# Kennel (farm) Raised puppy



## slacking (Jan 5, 2011)

New puppy owner here.

My puppy is 3 months old and I have had him for a week today

He is purebred beagle who was born and lived in a kennel environment on a farm with his parents and bothers and sisters.

He sleeps through the night no accidents with me in his crate beside my bed and sometimes when I am a bad owner I let him sleep in my bed 

The problem is when I leave for work he stays in his crate for <4 hours and he has now pooped and peed in it. I have tried to put his bed in and he poops and pees. I put a puppy pad in and he peed i think.. hard to tell when the puppy pad is in a million pieces

I have tried to take him out immedietly after eating which I was told dogs will want to go but he doesnt want to go at all no matter how long I keep him outside. 

I tried leaving him in the X-pen for the day and he dragged it and his poo all over the house

I believe that the kennel upbringing is causing issue with his understanding of the crate.

I have looked through the stickies but didn't see anything dealing with kennel raised dogs

Has anyone dealt with this at all? should i provide him with a sudo kennel ie crate attached to X-pen? and just lag the pen to something?

Am I just expecting too much too fast? 

What kind of time-lines should I expect for standard dog potty training? 

Sorry for all the questions I just want to understand and help my puppy get accustom to my life


----------



## Elana55 (Jan 7, 2008)

Do not put any bedding in the crate. Plan on taking him out 20 minutes after he is thru eating and then be prepared to wait him out. Clean the crate with white vinegar every time he soils in it. This should make it less inviting. If he was raised inhis own filth in a crate (puppy mill dog sort of situation) he will not be easy to housebreak. 

If you get a day off, or better yet a few days off in a row, take him out every 30 minutes all day long. Tether him to you so he cannot get out of sight. Do not put him in the crate at all and eventually he will have to pee/poop. If he tries to go while inside and tethered to you, interrupt him and get him out and praise with treats, like he has made you gold when he goes outside. At night, if there are not problems, continue what you are doing. 

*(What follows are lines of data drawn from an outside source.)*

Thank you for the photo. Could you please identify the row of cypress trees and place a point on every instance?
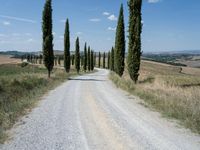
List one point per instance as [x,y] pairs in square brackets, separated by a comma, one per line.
[117,55]
[48,54]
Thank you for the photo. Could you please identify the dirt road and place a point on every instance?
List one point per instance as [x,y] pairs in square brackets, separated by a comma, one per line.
[88,112]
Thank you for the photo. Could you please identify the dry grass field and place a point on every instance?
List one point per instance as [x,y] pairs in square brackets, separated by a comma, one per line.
[163,87]
[5,59]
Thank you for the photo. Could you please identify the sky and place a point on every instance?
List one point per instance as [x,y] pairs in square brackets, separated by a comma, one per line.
[168,25]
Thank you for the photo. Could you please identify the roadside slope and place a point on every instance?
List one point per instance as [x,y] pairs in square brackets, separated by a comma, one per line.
[88,112]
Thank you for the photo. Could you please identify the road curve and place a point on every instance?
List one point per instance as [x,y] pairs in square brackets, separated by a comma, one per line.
[89,113]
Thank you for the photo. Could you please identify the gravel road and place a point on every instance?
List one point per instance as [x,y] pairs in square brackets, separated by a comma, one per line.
[89,113]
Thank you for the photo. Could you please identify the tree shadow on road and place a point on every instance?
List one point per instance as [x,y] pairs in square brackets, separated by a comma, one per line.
[75,79]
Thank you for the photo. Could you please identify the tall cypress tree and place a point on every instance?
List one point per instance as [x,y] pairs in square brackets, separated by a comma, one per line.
[108,62]
[85,58]
[135,30]
[72,59]
[67,47]
[112,59]
[95,57]
[120,44]
[48,54]
[92,60]
[104,60]
[89,59]
[77,55]
[99,60]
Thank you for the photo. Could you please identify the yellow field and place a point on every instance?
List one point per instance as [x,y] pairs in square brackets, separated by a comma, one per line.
[167,89]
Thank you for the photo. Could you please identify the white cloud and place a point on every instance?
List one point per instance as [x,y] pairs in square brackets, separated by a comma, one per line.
[111,29]
[2,35]
[112,18]
[63,21]
[106,13]
[30,40]
[15,34]
[28,34]
[79,33]
[6,23]
[95,20]
[18,19]
[153,1]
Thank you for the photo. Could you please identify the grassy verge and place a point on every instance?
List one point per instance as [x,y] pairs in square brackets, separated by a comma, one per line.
[21,88]
[164,88]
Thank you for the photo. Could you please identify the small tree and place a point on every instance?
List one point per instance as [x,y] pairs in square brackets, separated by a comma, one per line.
[89,59]
[48,54]
[99,59]
[77,55]
[120,44]
[104,60]
[67,63]
[85,58]
[135,30]
[92,60]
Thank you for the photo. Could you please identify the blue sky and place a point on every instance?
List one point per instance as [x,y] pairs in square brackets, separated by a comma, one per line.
[168,24]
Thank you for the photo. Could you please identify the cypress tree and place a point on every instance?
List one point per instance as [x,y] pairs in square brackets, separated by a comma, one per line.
[92,60]
[48,54]
[120,44]
[40,59]
[85,58]
[77,55]
[89,59]
[95,57]
[59,61]
[104,60]
[99,60]
[55,61]
[108,62]
[135,30]
[72,59]
[67,63]
[82,60]
[112,59]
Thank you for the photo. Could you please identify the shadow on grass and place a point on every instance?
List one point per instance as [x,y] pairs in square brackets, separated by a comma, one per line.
[147,80]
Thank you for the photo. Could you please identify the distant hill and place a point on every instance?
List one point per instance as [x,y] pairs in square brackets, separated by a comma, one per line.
[190,52]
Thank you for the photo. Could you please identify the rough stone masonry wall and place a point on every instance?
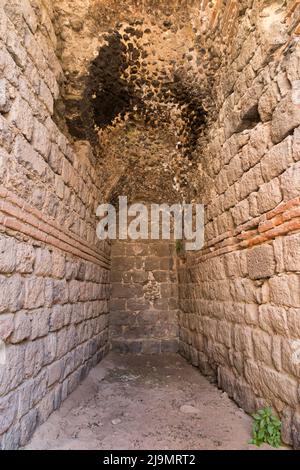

When you take the dog out, go out with him. Every time. On leash. In the morning when he first wakes up, get him right out on the leash and praise for pooping and pee'ing where he is supposed to.. and yes.. you may have to wait him out.. so be prepared.


----------



## doxiemommy (Dec 18, 2009)

Congratulations on your puppy!  You're not a bad owner for letting your puppy sleep in your bed! Lots of us do it, including me! BUT, I would recommend NOT letting him sleep with you anymore until he's potty trained, because it's really gross to have dog pee or poop in your bed! 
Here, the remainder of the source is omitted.